Jumat, 17 Juni 2022 11:44 WIB

  • Pilihan Editor
  • Topik Utama
  • Jadi Juga PAN Berlabuh di Istana

    Akhirnya Partai Amanat Nasional [PAN] berlabuh di Istana. Zulkifli Hasan, Ketua Umum PAN, ditarik ke dalam kabinet menempati kursi menteri perdagangan menggantikan Lutfi. Dia dipilih karena Jokowi memerlukan dukungan lebih kokoh. Dukungan yang bukan saja dalam kabinet, tapi juga bagi kepentingan agenda politiknya ke depan, yang terdekat adalah Pemilu 2024.

    Dibaca : 761 kali

    Dukung penulis Indonesiana untuk terus berkarya

    Akhirnya Partai Amanat Nasional [PAN] berlabuh di Istana. Zulkifli Hasan, Ketua Umum PAN, ditarik ke dalam kabinet untuk menempati kursi menteri perdagangan, menggantikan Lutfi. Bagi PAN, usailah sudah masa penantian dalam ketidakpastian bakal masuk kabinet atau tidak kendati sudah menyatakan mendukung pemerintahan Presiden Jokowi. Beberapa kali beredar isu bahwa PAN akan masuk kabinet segera setelah Zulkifli terpilih sebagai ketua umum, isu tersebut baru jadi kenyataan sekarang.

    Masuknya PAN ke dalam kabinet mungkin dinilai oleh elite PAN sebagai keuntungan. Menjelang pemilu 2024 nanti, elite politik memerlukan panggung agar diliput secara rutin oleh media massa. Jabatan menteri adalah sarana untuk memperoleh perhatian jurnalis dan membangun citra di hadapan masyarakat luas.
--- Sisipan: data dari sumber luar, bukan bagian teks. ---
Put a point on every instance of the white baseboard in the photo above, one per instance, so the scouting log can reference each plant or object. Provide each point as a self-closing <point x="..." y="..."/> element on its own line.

Apalagi jabatan yang dipegang Zulkifli adalah menteri perdagangan, yang dalam beberapa bulan terakhir menjadi sorotan masyarakat karena isu kenaikan harga bahan-bahan kebutuhan pokok, di antaranya minyak goreng.

    Dipilihnya Zulkifli sebagai menteri perdagangan adalah peluang bagi PAN untuk unjuk kemampuan dalam mengatasi persoalan yang bersentuhan langsung dengan hidup keseharian rakyat banyak. Pertanyaannya: Apa kira-kira jurus yang akan dikeluarkan Zulkifli dan penasihat ekonominya di PAN untuk mengatasi masalah ini, termasuk isu kartel dan penguasaan pasar oleh sedikit pemain besar sehingga harga-harga serta pasokan sangat sukar dikendalikan. Mampukah Zulkifli menaklukkan raksasa-raksasa penguasa pasar demi kesejahteraan rakyat? Ataukah ia juga tidak akan berkutik?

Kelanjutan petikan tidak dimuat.